The single-environment command above does not pass --device, so Arena defaults to its built-in physics backend. The parallel command explicitly sets --device cuda for throughput. If your dataset was recorded on GPU physics, prefer --device cuda for both single and parallel runs to keep evaluation physics aligned with training; if it was recorded on CPU physics, add --device cpu to the single-environment command for per-episode reproducibility (parallel throughput becomes the trade-off for CPU-trained policies).

Note

The same-shelf placement makes the static variant slightly easier than the loco-manipulation apple-to-plate task: the destination plate is always within arm’s reach so the policy never has to recover from a mistimed approach, and there are no intermediate locomotion phases that can drift off-course. The success criterion is the same contact-sensor termination used by the loco-manipulation variant (force_threshold=0.5 N, velocity_threshold=0.1 m/s), filtered to contacts with the --destination asset. Both values are passed to PickAndPlaceTask from isaaclab_arena_environments/galileo_g1_static_pick_and_place_environment.py; edit the force_threshold / velocity_threshold kwargs there if you need a different success criterion for a new pick-up object or destination.

Note

Common server-client failure modes.

  • ValueError: Invalid action shape, expected: 23, received: 50. — the client’s embodiment expects a 23-D PinkIK action, but the server is returning a 43-DoF joint chunk. Make sure the client uses --embodiment g1_wbc_agile_joint (joint twin), not g1_wbc_agile_pink (PinkIK twin).

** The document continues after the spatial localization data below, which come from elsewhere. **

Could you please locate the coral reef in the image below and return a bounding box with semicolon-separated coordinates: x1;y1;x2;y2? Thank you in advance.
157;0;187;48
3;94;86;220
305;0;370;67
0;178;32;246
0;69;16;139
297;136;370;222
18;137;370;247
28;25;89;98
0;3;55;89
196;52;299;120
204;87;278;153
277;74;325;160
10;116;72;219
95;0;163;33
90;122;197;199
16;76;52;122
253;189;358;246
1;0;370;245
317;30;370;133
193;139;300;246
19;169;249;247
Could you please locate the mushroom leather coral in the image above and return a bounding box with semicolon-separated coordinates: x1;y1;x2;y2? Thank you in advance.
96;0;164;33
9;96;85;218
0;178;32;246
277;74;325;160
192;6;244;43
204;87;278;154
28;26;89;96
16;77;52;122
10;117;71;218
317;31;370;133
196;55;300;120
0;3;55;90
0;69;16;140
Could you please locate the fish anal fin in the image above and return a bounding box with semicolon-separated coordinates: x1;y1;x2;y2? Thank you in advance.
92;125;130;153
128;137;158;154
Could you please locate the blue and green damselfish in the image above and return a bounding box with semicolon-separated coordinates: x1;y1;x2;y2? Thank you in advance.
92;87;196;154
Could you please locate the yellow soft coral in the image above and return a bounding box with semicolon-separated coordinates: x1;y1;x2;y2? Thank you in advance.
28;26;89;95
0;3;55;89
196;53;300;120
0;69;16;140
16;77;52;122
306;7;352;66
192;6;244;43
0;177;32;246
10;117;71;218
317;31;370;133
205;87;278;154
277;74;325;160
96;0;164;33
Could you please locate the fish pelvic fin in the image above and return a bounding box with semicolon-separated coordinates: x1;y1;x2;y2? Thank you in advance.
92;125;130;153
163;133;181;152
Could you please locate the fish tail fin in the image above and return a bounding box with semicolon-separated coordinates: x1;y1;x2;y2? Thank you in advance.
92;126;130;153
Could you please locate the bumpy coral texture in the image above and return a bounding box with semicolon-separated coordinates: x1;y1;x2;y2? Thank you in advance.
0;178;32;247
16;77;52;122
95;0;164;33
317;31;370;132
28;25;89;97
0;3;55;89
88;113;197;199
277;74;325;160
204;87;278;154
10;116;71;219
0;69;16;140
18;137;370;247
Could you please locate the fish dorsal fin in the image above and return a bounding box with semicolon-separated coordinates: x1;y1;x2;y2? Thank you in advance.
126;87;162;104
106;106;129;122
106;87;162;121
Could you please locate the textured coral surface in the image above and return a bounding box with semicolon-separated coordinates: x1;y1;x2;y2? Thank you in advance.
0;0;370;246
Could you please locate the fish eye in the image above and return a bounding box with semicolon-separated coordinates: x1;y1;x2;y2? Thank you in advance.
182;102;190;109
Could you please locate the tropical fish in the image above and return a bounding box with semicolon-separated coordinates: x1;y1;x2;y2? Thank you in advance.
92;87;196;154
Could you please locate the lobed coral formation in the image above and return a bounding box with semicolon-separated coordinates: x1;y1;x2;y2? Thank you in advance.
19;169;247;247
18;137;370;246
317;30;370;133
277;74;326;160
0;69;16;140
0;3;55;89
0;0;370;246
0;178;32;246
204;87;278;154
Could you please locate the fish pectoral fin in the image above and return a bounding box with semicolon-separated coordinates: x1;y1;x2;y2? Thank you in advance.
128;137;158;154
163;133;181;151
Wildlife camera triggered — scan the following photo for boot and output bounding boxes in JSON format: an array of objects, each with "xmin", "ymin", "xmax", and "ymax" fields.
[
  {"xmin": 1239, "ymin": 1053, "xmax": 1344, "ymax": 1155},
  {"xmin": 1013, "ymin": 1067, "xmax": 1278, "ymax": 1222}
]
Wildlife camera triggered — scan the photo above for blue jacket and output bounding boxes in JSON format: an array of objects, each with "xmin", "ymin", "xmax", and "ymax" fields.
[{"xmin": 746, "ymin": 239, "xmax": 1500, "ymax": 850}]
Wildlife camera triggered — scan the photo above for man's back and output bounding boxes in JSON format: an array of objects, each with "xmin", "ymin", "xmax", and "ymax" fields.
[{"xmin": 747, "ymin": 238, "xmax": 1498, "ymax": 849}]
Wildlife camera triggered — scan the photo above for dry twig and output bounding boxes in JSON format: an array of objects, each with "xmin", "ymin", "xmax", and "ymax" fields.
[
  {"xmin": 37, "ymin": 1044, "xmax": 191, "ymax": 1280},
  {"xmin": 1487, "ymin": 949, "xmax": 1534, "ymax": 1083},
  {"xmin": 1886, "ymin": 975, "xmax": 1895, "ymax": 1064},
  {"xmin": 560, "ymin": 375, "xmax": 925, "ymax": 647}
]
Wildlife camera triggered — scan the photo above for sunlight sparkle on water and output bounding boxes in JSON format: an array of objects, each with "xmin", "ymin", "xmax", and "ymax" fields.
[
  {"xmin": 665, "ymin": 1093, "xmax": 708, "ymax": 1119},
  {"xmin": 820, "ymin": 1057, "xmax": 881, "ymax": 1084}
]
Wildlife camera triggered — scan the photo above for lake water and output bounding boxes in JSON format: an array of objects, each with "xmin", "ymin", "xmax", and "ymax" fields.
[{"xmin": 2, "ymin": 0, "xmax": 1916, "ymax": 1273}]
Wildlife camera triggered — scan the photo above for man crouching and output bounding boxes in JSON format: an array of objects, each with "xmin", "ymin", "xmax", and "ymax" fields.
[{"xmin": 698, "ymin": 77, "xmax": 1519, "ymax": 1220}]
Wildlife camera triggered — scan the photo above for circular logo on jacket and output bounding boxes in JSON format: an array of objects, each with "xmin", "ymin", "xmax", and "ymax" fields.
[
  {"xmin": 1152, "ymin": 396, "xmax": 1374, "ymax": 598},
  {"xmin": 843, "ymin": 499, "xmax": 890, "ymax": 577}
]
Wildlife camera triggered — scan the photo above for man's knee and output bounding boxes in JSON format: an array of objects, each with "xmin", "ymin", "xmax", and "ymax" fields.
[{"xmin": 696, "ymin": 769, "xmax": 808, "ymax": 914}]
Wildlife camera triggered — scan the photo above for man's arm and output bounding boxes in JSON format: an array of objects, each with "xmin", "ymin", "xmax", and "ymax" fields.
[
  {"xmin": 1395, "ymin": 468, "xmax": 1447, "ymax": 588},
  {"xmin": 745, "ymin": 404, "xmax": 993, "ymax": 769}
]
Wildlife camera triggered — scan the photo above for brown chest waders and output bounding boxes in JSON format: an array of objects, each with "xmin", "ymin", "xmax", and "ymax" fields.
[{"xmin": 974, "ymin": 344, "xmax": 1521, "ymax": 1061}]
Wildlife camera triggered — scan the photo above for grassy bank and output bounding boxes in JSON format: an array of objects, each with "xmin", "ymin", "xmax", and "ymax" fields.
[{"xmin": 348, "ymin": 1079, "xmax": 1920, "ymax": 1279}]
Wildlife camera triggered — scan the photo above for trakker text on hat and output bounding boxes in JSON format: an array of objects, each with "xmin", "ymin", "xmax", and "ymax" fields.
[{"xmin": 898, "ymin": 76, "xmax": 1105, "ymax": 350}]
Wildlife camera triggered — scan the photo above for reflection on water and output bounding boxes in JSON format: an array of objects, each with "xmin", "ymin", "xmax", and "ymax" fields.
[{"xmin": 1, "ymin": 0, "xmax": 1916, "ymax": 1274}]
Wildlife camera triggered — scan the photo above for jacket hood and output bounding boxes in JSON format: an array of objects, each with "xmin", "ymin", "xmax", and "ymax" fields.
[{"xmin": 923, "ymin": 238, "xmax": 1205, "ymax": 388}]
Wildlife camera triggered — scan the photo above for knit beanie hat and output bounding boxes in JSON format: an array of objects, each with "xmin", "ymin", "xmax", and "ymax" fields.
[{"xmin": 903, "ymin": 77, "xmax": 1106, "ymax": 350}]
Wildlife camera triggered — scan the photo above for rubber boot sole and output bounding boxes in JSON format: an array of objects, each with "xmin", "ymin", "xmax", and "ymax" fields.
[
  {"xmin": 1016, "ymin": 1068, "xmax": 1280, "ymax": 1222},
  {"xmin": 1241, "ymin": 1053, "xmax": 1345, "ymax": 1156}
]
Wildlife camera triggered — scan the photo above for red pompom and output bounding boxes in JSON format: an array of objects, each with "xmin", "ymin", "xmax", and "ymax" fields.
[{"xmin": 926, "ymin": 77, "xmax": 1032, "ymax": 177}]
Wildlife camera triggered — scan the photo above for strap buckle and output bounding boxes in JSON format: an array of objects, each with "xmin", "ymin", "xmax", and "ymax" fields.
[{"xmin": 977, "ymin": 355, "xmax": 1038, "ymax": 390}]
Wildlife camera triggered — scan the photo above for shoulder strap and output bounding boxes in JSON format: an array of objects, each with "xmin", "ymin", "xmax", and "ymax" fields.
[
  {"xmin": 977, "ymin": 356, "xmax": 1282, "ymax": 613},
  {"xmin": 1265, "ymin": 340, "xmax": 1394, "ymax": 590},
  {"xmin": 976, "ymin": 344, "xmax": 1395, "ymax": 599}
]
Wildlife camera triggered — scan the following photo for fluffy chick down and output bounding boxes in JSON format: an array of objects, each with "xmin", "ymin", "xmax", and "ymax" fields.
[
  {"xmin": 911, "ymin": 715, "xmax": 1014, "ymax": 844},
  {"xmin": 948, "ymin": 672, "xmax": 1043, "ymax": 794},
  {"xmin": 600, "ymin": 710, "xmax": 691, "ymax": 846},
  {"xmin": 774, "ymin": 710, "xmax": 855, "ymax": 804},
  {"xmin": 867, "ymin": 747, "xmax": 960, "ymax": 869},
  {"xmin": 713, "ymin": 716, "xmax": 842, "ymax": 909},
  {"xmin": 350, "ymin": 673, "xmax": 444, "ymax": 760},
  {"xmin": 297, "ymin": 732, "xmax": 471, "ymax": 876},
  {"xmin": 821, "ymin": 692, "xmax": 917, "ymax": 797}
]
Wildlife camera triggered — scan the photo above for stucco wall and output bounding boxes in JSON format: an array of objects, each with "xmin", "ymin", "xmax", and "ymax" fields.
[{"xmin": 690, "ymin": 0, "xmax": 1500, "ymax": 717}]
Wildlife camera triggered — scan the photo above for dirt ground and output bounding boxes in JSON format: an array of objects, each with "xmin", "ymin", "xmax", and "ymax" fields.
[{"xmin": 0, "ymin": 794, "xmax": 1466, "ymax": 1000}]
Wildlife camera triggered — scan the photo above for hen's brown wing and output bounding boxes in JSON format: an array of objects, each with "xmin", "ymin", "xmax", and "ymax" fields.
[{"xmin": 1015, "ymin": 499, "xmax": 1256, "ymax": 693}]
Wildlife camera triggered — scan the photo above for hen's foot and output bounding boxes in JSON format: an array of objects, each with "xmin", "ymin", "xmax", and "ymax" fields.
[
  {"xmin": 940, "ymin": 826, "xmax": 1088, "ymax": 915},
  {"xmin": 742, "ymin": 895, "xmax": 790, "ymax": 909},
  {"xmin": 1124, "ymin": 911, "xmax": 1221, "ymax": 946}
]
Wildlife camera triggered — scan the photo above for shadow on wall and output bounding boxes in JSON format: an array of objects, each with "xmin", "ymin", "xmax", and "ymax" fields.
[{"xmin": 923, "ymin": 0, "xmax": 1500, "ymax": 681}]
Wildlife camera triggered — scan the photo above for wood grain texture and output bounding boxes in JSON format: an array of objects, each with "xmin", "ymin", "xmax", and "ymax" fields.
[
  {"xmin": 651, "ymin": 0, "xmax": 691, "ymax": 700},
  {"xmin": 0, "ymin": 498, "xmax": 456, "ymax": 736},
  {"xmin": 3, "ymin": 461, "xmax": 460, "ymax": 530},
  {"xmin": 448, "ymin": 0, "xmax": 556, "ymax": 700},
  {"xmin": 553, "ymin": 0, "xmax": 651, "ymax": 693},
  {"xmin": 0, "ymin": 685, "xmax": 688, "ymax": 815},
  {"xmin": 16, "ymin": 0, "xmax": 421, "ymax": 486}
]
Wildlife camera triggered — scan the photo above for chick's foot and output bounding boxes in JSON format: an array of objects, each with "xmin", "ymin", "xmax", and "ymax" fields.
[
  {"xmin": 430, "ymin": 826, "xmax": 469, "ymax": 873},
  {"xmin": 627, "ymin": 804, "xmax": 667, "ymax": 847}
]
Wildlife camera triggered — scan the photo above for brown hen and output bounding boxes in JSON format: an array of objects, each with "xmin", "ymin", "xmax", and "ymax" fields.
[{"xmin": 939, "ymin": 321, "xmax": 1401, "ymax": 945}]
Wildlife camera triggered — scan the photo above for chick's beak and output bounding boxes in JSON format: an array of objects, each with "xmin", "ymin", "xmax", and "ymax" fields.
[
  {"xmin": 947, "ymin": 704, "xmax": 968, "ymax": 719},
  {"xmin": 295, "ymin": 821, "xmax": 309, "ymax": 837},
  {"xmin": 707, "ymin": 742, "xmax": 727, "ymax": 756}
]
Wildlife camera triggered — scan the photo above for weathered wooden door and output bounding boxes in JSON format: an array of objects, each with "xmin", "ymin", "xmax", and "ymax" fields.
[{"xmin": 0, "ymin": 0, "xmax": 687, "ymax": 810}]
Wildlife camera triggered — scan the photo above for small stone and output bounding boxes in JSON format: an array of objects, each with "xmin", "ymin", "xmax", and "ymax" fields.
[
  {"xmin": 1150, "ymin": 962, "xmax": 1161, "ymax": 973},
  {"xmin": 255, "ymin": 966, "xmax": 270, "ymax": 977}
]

  • ModuleNotFoundError on the client side — the client’s --policy_type is wrong. The two valid client classes for this workflow are isaaclab_arena_gr00t.policy.gr00t_remote_closedloop_policy.Gr00tRemoteClosedloopPolicy (single env, takes --policy_config_yaml_path) and isaaclab_arena.policy.action_chunking_client.ActionChunkingClientSidePolicy (parallel, no YAML).

  • Action shape mismatch on the server (e.g., Action key 'left_arm''s horizon must be 40. Got 50) — the action modality registered at training time disagrees with the modality loaded by the server. Re-finetune at the same horizon or update the --modality-config-path you pass to run_gr00t_server.py to match the checkpoint (see the caution in Policy Post-Training (GR00T N1.7)).